I put Windows 98 on it and made a custom interface that any USB
joystick/gamepad can control. All you do is plug it into the wall, plug in a
gamepad or two, and hook it up to the TV via composite video or S-Video
(looks much better) and the audio cables I fabbed up and you're ready to go.
No keyboard or mouse, and with the exception of the two second text-flash on
startup to boot to a LAN (which I can't turn off, sadly) you wouldn't even
really be able to tell it was a PC.
This is how I had the internals set up at first. It looked really clean, but
soon would need to be changed.
I was able to get the power button and the LED on the front of the XBOX to
work with the PC motherboard thanks to some help from my friend/boss, Chris.
The LEDs aren't quite as bright as when an XBOX is powering them, because
there are actually two LEDs in there that light up what looks like one
light, and there's only one light header on the motherboard for power, so I
had to split power between the two LEDs. It's still bright enough though.
This is what the box looked like at this point. I had all of the hardware
inside, had the front buttons and LEDs working like normal, had the hole cut
for the fan, and had the grill mounted. The only thing that had to be
changed was on the inside. The hard drive had to be moved from ontop of the
power supply to the side of it to accomodate the depth of the fan. My
original idea was to use an 80mm fan for the top, but I couldn't find an
80mm fan grill, so I used a 92mm fan/grill instead. The fan hit on the top
of the hard drive, which wouldn't let the top of the case sit flush with the
bottom, so I had to relocate the hard drive. When I did this, I rounded the
IDE cable, and performed some clean-up on the inside.
Rockin the stock look. Except that fan grill that's now on the top. I think
I might pull that off and paint it black. Or grey. I'm using a Microsoft
Sidewinder controller for now.

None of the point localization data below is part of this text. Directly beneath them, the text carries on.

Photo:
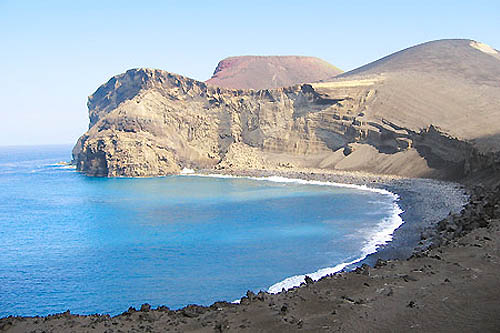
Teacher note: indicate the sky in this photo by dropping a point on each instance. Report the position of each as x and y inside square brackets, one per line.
[54, 54]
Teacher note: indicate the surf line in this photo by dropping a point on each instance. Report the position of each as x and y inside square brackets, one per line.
[380, 236]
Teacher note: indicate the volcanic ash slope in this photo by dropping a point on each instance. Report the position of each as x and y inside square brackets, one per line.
[432, 110]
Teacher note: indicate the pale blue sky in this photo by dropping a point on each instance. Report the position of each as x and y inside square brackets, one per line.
[56, 53]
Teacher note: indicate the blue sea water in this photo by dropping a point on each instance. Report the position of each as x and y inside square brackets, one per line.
[101, 245]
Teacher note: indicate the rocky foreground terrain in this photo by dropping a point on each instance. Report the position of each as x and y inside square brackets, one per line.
[450, 284]
[432, 110]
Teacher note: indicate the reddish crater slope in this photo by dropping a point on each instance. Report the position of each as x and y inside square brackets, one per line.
[265, 72]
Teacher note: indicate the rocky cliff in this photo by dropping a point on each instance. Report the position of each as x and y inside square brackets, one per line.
[429, 111]
[267, 72]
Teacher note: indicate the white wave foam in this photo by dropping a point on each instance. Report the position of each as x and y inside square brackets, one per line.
[380, 236]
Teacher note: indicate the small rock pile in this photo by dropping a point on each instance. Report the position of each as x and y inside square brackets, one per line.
[483, 209]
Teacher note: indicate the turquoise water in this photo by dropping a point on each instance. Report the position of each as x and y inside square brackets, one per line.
[101, 245]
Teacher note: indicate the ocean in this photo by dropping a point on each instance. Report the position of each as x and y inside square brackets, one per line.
[99, 245]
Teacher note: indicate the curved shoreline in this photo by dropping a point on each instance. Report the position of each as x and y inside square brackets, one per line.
[381, 235]
[424, 202]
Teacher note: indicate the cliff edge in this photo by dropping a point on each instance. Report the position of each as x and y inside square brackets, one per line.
[432, 110]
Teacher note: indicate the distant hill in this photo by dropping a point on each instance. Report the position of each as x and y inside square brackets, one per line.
[264, 72]
[453, 84]
[432, 110]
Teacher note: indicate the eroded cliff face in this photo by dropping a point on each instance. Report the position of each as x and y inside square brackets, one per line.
[150, 122]
[434, 122]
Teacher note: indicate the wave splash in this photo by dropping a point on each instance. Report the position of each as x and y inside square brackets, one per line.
[382, 235]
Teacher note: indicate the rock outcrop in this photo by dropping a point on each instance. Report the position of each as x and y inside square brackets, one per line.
[429, 111]
[267, 72]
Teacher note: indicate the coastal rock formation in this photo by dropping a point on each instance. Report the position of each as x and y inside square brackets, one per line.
[267, 72]
[432, 110]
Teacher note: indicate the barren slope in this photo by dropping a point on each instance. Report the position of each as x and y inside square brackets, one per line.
[429, 111]
[265, 72]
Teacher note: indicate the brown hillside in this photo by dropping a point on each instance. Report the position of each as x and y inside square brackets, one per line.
[264, 72]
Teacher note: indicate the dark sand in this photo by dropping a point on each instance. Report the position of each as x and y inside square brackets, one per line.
[452, 287]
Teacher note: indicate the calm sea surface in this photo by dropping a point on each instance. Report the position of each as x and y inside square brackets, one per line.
[101, 245]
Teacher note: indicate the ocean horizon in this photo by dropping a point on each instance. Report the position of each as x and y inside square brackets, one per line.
[100, 245]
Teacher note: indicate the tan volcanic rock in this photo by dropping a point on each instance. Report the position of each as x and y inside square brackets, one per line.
[267, 72]
[429, 111]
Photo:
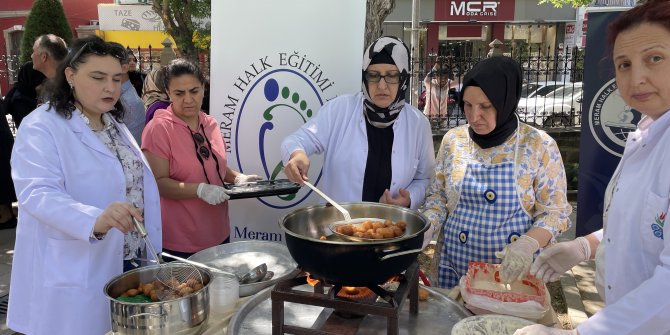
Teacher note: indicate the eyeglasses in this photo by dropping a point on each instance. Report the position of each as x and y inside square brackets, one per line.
[202, 149]
[99, 49]
[389, 78]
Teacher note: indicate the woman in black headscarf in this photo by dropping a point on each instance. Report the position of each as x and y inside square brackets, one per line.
[22, 98]
[499, 191]
[376, 146]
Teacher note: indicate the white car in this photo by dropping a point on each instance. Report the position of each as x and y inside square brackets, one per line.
[562, 107]
[531, 93]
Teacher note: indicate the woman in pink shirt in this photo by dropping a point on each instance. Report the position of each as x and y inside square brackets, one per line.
[187, 154]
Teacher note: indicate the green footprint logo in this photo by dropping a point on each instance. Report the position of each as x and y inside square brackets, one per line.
[288, 101]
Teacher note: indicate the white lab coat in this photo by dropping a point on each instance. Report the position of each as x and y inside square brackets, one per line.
[637, 262]
[339, 132]
[65, 177]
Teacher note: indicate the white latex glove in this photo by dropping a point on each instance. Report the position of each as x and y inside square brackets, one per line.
[517, 258]
[543, 330]
[212, 194]
[556, 260]
[246, 178]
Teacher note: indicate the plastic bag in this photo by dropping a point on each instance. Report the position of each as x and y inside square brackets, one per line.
[528, 310]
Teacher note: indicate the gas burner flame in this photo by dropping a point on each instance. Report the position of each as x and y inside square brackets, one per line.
[311, 281]
[358, 293]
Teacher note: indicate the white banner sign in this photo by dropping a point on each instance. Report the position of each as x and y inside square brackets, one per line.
[129, 17]
[273, 65]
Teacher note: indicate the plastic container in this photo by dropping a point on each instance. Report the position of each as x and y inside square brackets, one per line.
[224, 291]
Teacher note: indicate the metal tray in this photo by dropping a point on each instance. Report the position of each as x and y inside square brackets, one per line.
[262, 188]
[437, 316]
[240, 257]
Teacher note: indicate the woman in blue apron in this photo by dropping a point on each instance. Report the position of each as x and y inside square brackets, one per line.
[499, 190]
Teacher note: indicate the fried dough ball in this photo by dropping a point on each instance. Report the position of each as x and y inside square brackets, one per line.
[186, 290]
[345, 229]
[385, 232]
[147, 288]
[132, 292]
[191, 282]
[154, 295]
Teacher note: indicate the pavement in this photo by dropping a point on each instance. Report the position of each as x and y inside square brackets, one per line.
[579, 290]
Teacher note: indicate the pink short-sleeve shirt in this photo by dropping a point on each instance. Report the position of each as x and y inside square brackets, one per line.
[189, 225]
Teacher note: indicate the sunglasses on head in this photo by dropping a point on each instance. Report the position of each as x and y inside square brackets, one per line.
[389, 78]
[99, 49]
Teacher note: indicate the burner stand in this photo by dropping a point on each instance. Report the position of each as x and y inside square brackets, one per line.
[335, 325]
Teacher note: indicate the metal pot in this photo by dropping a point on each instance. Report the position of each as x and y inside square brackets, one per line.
[346, 262]
[185, 315]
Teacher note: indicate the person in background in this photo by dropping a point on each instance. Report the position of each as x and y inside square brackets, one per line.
[188, 156]
[631, 253]
[154, 96]
[135, 75]
[377, 147]
[134, 112]
[499, 189]
[48, 52]
[22, 98]
[80, 180]
[7, 194]
[437, 84]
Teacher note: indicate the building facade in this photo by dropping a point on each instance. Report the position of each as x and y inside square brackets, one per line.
[81, 14]
[464, 28]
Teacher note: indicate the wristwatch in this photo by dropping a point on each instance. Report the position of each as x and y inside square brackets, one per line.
[98, 236]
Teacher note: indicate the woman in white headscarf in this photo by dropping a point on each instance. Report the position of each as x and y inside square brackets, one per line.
[376, 146]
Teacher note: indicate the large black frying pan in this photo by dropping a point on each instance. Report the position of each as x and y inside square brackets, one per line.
[345, 262]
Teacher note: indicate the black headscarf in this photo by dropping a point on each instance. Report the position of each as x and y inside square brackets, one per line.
[500, 78]
[386, 50]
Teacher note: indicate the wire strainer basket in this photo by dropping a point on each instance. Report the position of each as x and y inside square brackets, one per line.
[180, 279]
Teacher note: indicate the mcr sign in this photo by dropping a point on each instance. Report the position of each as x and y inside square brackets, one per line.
[467, 10]
[473, 8]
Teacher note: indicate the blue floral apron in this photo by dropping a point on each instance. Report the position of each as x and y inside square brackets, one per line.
[488, 216]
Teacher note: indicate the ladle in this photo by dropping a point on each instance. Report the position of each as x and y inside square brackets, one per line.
[347, 216]
[254, 275]
[345, 213]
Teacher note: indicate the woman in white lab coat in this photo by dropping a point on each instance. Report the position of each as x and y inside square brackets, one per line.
[376, 147]
[80, 178]
[633, 257]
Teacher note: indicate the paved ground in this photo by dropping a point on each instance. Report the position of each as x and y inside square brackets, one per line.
[578, 287]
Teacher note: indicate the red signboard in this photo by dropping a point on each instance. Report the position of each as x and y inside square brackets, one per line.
[474, 10]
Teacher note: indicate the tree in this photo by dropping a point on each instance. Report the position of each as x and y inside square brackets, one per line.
[46, 17]
[376, 13]
[187, 21]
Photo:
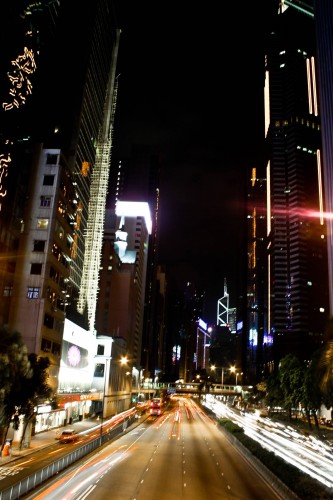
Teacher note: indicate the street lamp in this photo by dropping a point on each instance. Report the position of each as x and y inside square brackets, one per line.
[105, 388]
[233, 370]
[213, 368]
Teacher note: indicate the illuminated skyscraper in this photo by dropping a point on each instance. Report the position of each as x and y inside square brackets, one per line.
[298, 304]
[56, 131]
[324, 28]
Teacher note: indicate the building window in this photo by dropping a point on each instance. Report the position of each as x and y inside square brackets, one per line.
[48, 321]
[42, 223]
[48, 180]
[45, 201]
[46, 345]
[10, 267]
[33, 292]
[39, 245]
[7, 291]
[56, 348]
[51, 159]
[99, 370]
[100, 350]
[36, 268]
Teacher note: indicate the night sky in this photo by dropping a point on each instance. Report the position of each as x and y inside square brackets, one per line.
[191, 82]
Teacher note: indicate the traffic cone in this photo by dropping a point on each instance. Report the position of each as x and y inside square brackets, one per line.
[5, 451]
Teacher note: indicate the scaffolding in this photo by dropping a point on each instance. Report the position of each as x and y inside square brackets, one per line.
[97, 200]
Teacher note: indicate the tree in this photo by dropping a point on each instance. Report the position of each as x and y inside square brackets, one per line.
[291, 374]
[23, 380]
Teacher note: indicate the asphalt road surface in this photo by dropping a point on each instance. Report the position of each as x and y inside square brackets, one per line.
[181, 454]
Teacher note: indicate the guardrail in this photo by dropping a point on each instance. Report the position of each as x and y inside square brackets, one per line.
[29, 483]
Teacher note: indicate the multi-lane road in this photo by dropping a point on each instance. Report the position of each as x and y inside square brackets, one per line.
[181, 454]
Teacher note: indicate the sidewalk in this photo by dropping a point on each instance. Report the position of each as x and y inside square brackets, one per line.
[44, 439]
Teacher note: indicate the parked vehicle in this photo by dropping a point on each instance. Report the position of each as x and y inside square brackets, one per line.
[68, 436]
[156, 406]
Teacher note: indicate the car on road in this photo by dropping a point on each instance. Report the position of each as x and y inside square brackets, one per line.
[68, 436]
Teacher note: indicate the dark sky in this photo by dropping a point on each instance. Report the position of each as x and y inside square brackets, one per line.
[191, 82]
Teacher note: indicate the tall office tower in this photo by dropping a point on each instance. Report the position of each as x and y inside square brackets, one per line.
[257, 344]
[223, 307]
[297, 263]
[137, 178]
[324, 29]
[58, 135]
[123, 275]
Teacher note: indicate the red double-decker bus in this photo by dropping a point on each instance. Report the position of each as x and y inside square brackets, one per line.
[156, 406]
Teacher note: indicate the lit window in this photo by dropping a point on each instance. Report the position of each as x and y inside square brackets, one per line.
[7, 291]
[42, 223]
[45, 201]
[48, 180]
[36, 268]
[32, 292]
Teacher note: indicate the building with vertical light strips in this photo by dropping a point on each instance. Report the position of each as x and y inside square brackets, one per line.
[298, 303]
[56, 138]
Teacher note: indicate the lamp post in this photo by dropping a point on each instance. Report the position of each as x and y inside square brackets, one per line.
[213, 368]
[106, 383]
[233, 370]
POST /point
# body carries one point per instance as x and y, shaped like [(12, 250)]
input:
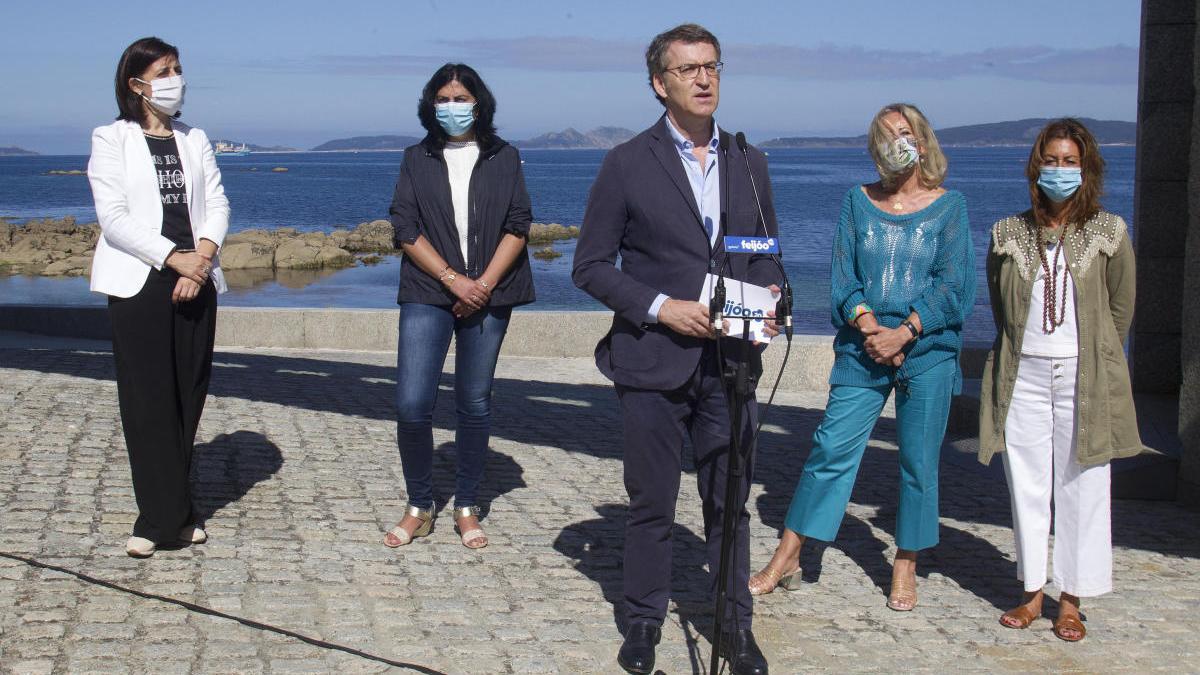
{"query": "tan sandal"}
[(1069, 622), (473, 538), (903, 596), (1021, 614), (401, 537), (769, 578)]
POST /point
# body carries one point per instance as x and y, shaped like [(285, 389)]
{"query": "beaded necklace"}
[(1050, 302)]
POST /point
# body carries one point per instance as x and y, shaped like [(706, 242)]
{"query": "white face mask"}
[(899, 154), (166, 94)]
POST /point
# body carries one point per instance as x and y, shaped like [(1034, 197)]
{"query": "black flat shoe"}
[(743, 653), (636, 653)]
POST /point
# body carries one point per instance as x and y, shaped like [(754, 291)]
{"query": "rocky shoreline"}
[(64, 248)]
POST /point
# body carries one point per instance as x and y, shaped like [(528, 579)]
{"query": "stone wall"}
[(1167, 216)]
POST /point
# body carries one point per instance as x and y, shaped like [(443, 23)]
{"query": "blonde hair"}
[(931, 163)]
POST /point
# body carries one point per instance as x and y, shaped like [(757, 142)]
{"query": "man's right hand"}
[(685, 317)]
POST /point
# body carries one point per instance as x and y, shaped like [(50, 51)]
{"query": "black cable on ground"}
[(210, 611)]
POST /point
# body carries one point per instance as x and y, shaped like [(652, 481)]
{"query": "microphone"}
[(717, 304), (784, 308)]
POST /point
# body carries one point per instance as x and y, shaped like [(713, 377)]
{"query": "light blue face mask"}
[(455, 118), (1060, 183)]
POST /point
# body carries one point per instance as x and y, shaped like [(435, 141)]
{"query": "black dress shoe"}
[(743, 653), (636, 653)]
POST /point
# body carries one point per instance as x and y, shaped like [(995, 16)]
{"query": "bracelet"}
[(859, 310)]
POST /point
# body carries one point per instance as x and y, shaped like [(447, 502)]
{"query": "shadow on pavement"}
[(583, 418), (227, 467)]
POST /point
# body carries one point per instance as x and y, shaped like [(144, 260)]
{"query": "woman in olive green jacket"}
[(1056, 396)]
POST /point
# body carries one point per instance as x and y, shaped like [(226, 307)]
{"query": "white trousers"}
[(1039, 461)]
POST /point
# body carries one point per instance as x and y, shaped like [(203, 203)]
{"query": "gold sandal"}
[(769, 578), (473, 538), (1069, 622), (402, 537), (904, 595)]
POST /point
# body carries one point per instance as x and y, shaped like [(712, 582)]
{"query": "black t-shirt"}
[(177, 223)]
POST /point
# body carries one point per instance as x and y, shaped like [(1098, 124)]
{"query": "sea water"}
[(323, 191)]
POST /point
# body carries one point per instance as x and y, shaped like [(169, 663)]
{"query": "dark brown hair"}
[(135, 61), (657, 53), (1085, 202), (485, 105)]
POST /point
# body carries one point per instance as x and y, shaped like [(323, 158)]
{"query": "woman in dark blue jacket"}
[(461, 215)]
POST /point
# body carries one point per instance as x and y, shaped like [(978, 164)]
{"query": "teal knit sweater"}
[(898, 264)]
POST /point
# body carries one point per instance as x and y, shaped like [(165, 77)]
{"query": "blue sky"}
[(303, 72)]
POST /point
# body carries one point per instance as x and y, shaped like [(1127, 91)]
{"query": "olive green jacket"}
[(1101, 260)]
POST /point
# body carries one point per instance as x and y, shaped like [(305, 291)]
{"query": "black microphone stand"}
[(736, 395), (739, 375)]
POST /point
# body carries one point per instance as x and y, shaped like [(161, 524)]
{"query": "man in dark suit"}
[(658, 203)]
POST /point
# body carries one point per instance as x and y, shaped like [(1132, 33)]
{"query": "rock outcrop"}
[(63, 248)]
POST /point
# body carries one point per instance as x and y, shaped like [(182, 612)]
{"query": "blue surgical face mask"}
[(1060, 183), (455, 118)]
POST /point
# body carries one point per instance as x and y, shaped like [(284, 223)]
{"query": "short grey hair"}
[(657, 53)]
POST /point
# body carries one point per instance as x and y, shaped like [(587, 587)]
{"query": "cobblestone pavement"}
[(298, 473)]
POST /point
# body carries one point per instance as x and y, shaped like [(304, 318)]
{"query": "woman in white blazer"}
[(162, 216)]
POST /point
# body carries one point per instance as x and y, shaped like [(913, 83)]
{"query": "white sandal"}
[(139, 547), (471, 536), (424, 514)]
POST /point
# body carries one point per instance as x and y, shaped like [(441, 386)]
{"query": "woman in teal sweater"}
[(903, 285)]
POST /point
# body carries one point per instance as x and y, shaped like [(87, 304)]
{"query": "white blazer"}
[(125, 186)]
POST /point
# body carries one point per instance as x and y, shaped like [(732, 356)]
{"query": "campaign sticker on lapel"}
[(751, 245)]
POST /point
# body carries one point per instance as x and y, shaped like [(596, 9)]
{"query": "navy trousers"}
[(654, 424)]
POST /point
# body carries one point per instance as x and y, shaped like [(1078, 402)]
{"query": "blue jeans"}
[(424, 341), (820, 501)]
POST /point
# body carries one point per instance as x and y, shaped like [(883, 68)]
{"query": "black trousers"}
[(654, 425), (163, 354)]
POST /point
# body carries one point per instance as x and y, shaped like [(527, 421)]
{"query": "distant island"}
[(603, 138), (367, 143), (1020, 132), (252, 147)]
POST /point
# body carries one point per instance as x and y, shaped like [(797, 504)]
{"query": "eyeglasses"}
[(691, 71)]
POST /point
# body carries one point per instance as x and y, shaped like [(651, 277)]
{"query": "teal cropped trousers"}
[(923, 406)]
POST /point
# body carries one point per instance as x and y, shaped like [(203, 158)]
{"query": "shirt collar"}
[(684, 144)]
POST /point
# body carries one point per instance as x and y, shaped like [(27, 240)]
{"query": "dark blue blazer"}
[(642, 209), (498, 204)]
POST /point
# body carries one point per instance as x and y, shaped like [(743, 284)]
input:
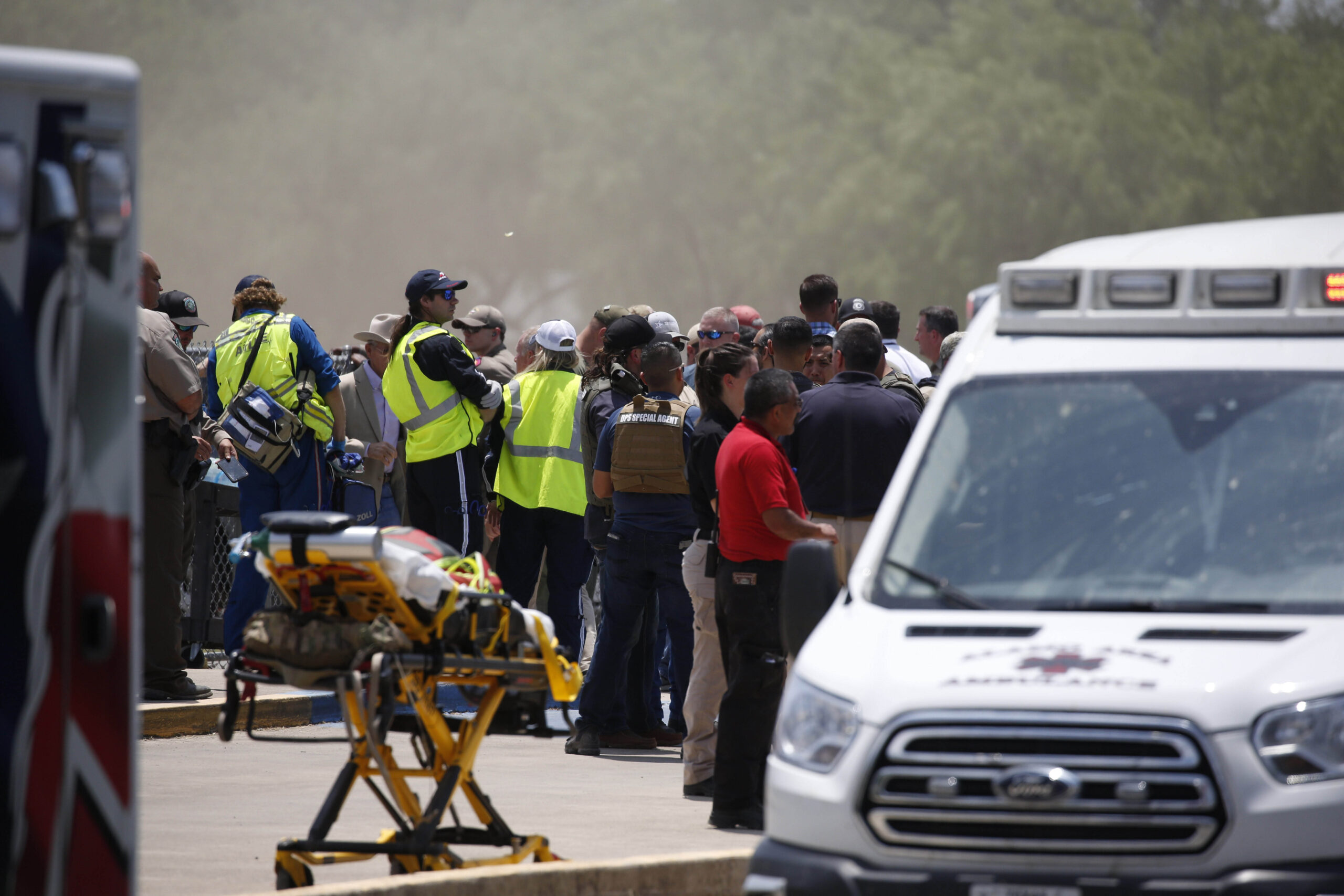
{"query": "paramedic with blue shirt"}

Since it's running Windows 98 it can use
pretty much any PC controller. I eventually want to get a pair of wireless
controllers for it. I think that'd be pretty sweet.
Here's what the ports look like on the back.
Notice the power cord is in the stock location... and the clea, work around
the ports for the motherboard. Also notice that if you look through the
stock fan grill you can see the fan for the tiny power supply. This lets the
PSU exhaust stay functional, but maintains a very stock look. Needless to
say, PSU mounting worked out pretty well.